A Python package for causal inference methods including ATE estimation, propensity score methods, and meta-learners
Project description
causal-toolkit-yamashita
A Python package for causal inference methods, including:
- Randomized experiment analysis — average treatment effect (ATE) with confidence intervals and p-values
- Propensity score methods — inverse probability weighting (IPW) and doubly robust estimation
- Meta-learners — S-learner, T-learner, X-learner, and double machine learning for conditional average treatment effects (CATE)
Installation
Install the released package from PyPI:
pip install causal-toolkit-yamashita
Or install from source in editable mode for development:
git clone https://github.com/yamashann/causal-toolkit-yamashita.git
cd causal-toolkit-yamashita
uv pip install -e .
Quick Start
After installing (see above), save the following as quickstart.py and run it
with python quickstart.py:
import numpy as np
import pandas as pd
from causal_toolkit_yamashita import calculate_ate_ci, doubly_robust, t_learner_discrete
rng = np.random.default_rng(0)
n = 1000
# --- Randomized experiment: estimate the average treatment effect (ATE) ---
# The DataFrame must have a treatment column "T" (0/1) and an outcome column "Y".

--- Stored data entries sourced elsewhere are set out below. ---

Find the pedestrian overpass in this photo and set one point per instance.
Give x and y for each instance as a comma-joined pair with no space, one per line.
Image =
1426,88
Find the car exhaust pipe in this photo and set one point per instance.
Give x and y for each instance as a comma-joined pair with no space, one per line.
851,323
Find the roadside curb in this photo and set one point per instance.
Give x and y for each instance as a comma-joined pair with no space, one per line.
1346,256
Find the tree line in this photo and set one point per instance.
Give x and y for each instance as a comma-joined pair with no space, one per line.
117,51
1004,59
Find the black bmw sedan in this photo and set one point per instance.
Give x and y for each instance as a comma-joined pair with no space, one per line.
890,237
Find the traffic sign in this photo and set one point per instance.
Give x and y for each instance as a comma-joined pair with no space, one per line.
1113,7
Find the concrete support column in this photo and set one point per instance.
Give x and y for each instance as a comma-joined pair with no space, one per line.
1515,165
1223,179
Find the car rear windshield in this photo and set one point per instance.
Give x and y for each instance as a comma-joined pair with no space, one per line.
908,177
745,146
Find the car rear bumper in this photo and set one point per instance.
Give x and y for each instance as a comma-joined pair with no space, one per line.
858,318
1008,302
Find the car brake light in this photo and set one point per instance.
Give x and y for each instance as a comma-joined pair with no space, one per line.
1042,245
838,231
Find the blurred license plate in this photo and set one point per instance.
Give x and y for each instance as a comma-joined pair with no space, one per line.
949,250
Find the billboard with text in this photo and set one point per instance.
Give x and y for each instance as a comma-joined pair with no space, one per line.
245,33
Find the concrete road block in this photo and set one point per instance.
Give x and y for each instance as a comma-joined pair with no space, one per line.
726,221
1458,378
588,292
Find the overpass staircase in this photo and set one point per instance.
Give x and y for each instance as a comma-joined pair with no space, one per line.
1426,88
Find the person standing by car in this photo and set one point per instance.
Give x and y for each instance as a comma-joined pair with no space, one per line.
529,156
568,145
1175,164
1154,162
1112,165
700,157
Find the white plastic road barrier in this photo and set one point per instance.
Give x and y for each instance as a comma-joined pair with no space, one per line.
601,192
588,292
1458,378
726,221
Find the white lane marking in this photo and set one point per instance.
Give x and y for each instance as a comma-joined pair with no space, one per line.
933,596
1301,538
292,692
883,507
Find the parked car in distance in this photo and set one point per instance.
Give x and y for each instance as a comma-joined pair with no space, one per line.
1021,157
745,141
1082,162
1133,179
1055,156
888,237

T = rng.integers(0, 2, size=n)
Y = 3.0 * T + rng.normal(size=n) # true effect = 3.0
rct = pd.DataFrame({"T": T, "Y": Y})
ate, lo, hi = calculate_ate_ci(rct)
print(f"RCT ATE = {ate:.2f} (95% CI [{lo:.2f}, {hi:.2f}])")
# --- Observational data where covariates confound the treatment ---
x1, x2 = rng.normal(size=n), rng.normal(size=n)
treat = rng.binomial(1, 1 / (1 + np.exp(-(0.8 * x1 + 0.5 * x2))))
outcome = 2.0 * treat + 1.5 * x1 + x2 + rng.normal(size=n) # true effect = 2.0
obs = pd.DataFrame({"x1": x1, "x2": x2, "treat": treat, "outcome": outcome})
# doubly_robust(df, formula, T, Y) — `formula` is a patsy formula of the covariates
print(f"Doubly-robust = {doubly_robust(obs, 'x1 + x2', 'treat', 'outcome'):.2f}")
# --- Per-row heterogeneous effects (CATE) via a meta-learner ---
train, test = obs.iloc[:800], obs.iloc[800:]
cate = t_learner_discrete(train, test, X=["x1", "x2"], T="treat", y="outcome")
print(f"Mean CATE = {cate['cate'].mean():.2f} ({len(cate)} test rows)")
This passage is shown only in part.